If a state has no tweets with sentiment values, leave it out of the dictionary entirely. Do not include a states with no tweets, or with tweets that have no sentiment, with a zero sentiment value. Zero represents neutral sentiment, not unknown sentiment. States with unknown sentiment will appear gray, while states with neutral sentiment will appear white.

Once you are finished, remove the @main decorator from draw_centered_map and add a @main decorator to draw_map_for_term. You should now be able to draw maps that are colored by sentiment corresponding to tweets that contain a given term.

python3 trends.py sandwich
python3 trends.py obama
python3 trends.py texas
python3 trends.py "my life"

If you downloaded the small version of the project, you will only be able to map these four terms. If you would like to map any term, you will need to download this Twitter data file and place it in the data directory of your project.

Congratulations! One more 61A project completed.

Extensions

These extensions are optional and ungraded. In this class, you are welcome to program just for fun. If you build something interesting, come to office hours and give us a demo.

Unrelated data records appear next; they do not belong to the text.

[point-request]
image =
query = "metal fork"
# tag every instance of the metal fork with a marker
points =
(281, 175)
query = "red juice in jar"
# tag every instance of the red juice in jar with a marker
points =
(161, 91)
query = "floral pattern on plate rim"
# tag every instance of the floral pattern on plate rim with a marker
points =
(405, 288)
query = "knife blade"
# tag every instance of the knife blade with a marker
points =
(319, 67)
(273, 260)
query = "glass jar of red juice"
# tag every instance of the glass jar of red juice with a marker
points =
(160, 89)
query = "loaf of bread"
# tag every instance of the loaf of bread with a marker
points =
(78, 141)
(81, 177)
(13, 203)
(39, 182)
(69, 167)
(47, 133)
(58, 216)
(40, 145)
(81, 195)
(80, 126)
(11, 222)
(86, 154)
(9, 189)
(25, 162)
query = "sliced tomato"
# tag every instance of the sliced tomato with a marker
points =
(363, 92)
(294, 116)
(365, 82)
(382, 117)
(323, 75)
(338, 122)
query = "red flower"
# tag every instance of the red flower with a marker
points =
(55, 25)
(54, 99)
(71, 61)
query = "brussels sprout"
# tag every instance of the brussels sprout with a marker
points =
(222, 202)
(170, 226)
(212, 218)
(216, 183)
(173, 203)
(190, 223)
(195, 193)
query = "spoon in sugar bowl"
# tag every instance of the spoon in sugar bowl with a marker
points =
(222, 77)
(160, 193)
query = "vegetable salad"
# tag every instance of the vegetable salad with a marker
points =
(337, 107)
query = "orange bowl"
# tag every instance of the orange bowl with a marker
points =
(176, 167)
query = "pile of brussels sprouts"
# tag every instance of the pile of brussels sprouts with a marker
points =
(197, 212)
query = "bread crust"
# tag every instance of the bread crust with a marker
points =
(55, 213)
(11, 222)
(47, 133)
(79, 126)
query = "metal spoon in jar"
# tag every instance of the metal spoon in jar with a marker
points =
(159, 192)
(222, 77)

Punctuation can be an indicator of sentiment as well. Add an emoticon (smiley) detector that attributes positive sentiment to happy faces :-) and negative sentiment to sad ones.
In the standard implementation, some tweets are associated with different states than the ones in which they occurred. For example, all tweets from Manhattan are assigned to New Jersey. New Yorkers would be appalled! Replace find_closest_state with a function that finds the state that actually contains a tweet position.
Different areas of the country may change their sentiment and level of Twitter activity at different times. Can you find a time when the East Coast has more positive vibes than the West Coast? Each tweet has a datetime object that should prove useful in this extensions.
The graphics.py package supports animation. Use the slide_shape method to have states and dots slide into place.
Correct the spelling of tweets before you compute their sentiment.

Acknowledgements: Aditi Muralidharan developed this project with John DeNero.